Est-ce-que le groupe LVMH soutient d’une quelque façon que se soit le projet d’Aubrey de Grey ?

Non, pas du tout.

Et vous savez s’il y a une entreprise qui le finance ?

Je ne pense pas. C’est trop important comme projet. Il n’aurait pas d’intérêt financier, à part payer. Il faut tellement de moyens, et tellement de personnes, tellement de temps, avant qu’il y ait un rendement économique. Il y a peut-être moyen de faire des médicaments qui agissent sur un des points qu’il cite. Mais tous ensemble, ce n’est pas possible.
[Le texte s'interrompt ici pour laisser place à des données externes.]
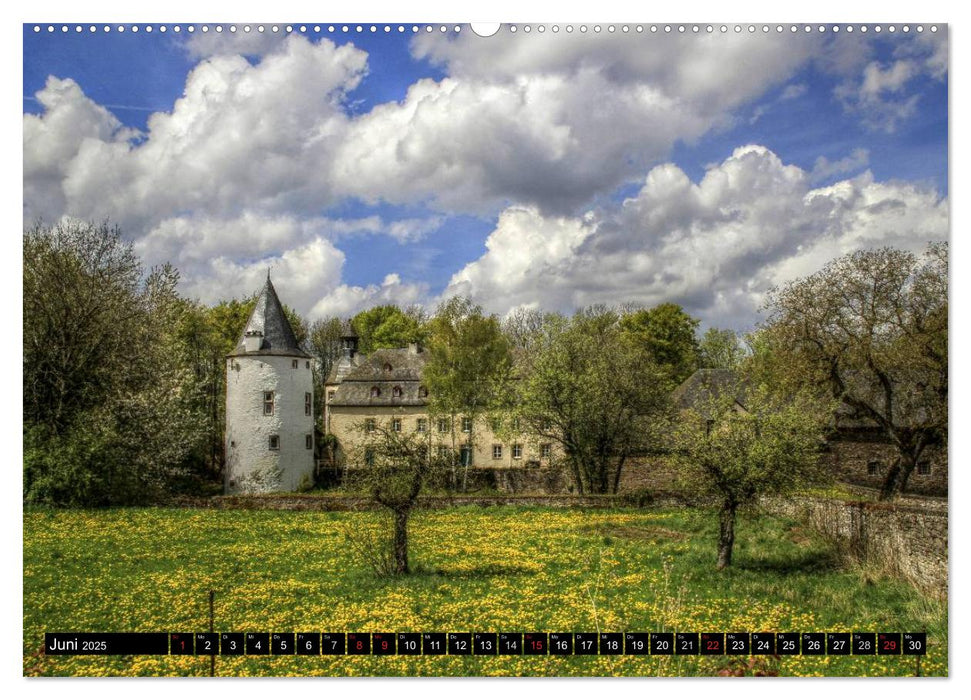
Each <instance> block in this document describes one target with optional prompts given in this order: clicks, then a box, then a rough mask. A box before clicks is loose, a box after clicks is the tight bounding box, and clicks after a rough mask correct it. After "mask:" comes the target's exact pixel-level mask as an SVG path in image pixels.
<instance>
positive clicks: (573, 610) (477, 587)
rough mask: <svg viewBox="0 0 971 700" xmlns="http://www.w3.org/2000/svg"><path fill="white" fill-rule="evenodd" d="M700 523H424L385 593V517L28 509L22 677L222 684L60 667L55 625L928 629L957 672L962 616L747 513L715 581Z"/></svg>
mask: <svg viewBox="0 0 971 700" xmlns="http://www.w3.org/2000/svg"><path fill="white" fill-rule="evenodd" d="M715 527H716V519H715V517H714V514H713V513H710V512H705V511H699V510H658V511H646V510H636V509H624V510H604V509H596V510H588V511H582V510H574V509H551V508H525V507H496V508H476V507H468V508H454V509H450V510H438V511H424V512H418V513H416V514H415V516H414V517H413V524H412V550H411V551H412V562H413V565H414V567H415V568H416V570H417V573H415V574H413V575H411V576H407V577H403V578H398V579H378V578H376V577H375V576H374V575H373V574H372V573H370V571H369V570H368V569H367V567H366V565H365V564H364V563H363V562H360V561H357V560H356V559H355V557H354V555H353V554H352V553H351V552H350V550H349V548H348V545H347V542H346V535H345V533H346V532H348V531H351V532H355V533H361V532H371V533H374V534H375V535H380V534H381V533H383V532H384V529H383V521H382V520H381V515H380V514H379V513H374V512H360V513H358V512H343V513H332V512H289V511H241V510H240V511H231V510H177V509H119V510H106V511H27V512H26V513H25V515H24V639H23V652H24V673H25V675H206V674H208V670H209V660H208V657H168V656H166V657H150V656H140V657H123V656H122V657H114V656H112V657H45V656H43V655H42V654H41V653H40V649H41V648H42V644H43V633H44V632H45V631H173V632H174V631H180V632H195V631H205V630H206V629H208V599H207V596H208V591H209V590H210V589H213V590H215V592H216V630H217V631H240V632H246V631H261V632H280V631H325V632H326V631H332V632H341V631H360V632H399V631H401V632H403V631H442V632H446V631H551V632H552V631H563V632H573V631H596V630H597V629H600V630H602V631H625V630H628V631H672V630H681V631H699V632H704V631H726V632H727V631H856V630H866V631H873V632H878V631H925V630H926V631H927V633H928V656H927V657H925V658H924V659H922V661H921V672H922V673H923V674H926V675H946V674H947V608H946V604H944V603H941V602H934V601H928V600H926V599H925V598H923V597H921V596H920V595H919V594H918V593H917V592H916V591H914V589H912V588H911V587H909V586H908V585H906V584H904V583H902V582H899V581H894V580H889V579H881V578H878V577H874V576H872V575H868V574H867V573H866V572H860V571H855V570H843V569H841V568H840V566H839V564H838V561H837V558H836V557H835V556H834V553H833V552H832V551H830V550H829V549H828V545H826V544H825V543H823V542H821V541H820V540H818V539H816V538H814V537H813V536H812V535H811V534H810V533H808V532H806V531H805V530H804V529H802V528H801V527H800V526H798V525H797V524H796V523H795V522H793V521H789V520H784V519H778V518H772V517H768V516H758V517H756V516H752V517H744V518H743V519H742V520H741V521H740V523H739V526H738V530H737V544H736V552H735V562H734V565H733V567H732V568H731V569H730V570H727V571H723V572H716V571H715V570H714V566H713V565H714V556H715ZM747 661H748V659H744V660H742V661H740V660H738V659H735V658H734V657H673V658H672V657H653V658H651V657H624V656H619V657H498V658H487V657H347V656H345V657H326V656H324V657H314V658H308V657H268V658H267V657H262V658H254V657H236V658H228V657H220V658H217V660H216V672H217V674H218V675H233V676H235V675H276V676H279V675H421V676H428V675H463V676H465V675H541V676H542V675H598V676H613V675H635V676H640V675H648V676H652V675H715V674H717V673H719V672H720V671H726V670H732V669H735V668H737V667H740V664H742V663H744V662H747ZM915 664H916V662H915V659H914V658H913V657H897V658H894V657H877V658H864V657H785V658H783V659H776V658H767V659H762V660H760V661H759V662H758V663H757V664H756V666H755V670H758V671H763V672H768V673H778V674H780V675H840V676H861V675H877V676H881V675H913V674H914V671H915Z"/></svg>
Agir sur tous ces points, c’est ridicule.

Est-ce que vous connaissez des scientifiques qui se sont opposés clairement à Aubrey de Grey ?

Oui. Même les gens qui le côtoient, avec qui il a de bonnes relations, ils ne l’accompagneraient pas dans ses ambitions. Ils le trouvent intéressant, car c’est quelqu’un qui va jusqu’au bout de ses convictions. Ca fera avancer la science quand même.

Est-ce-que l’intervention d’Aubrey de Grey a suscité des débats au sein de LVMH? Avant ? Après?

Avec le marketing, peut-être un peu. Ce ne sont pas des scientifiques, ils ont été interloqués. Ils m’ont demandé si ça marche.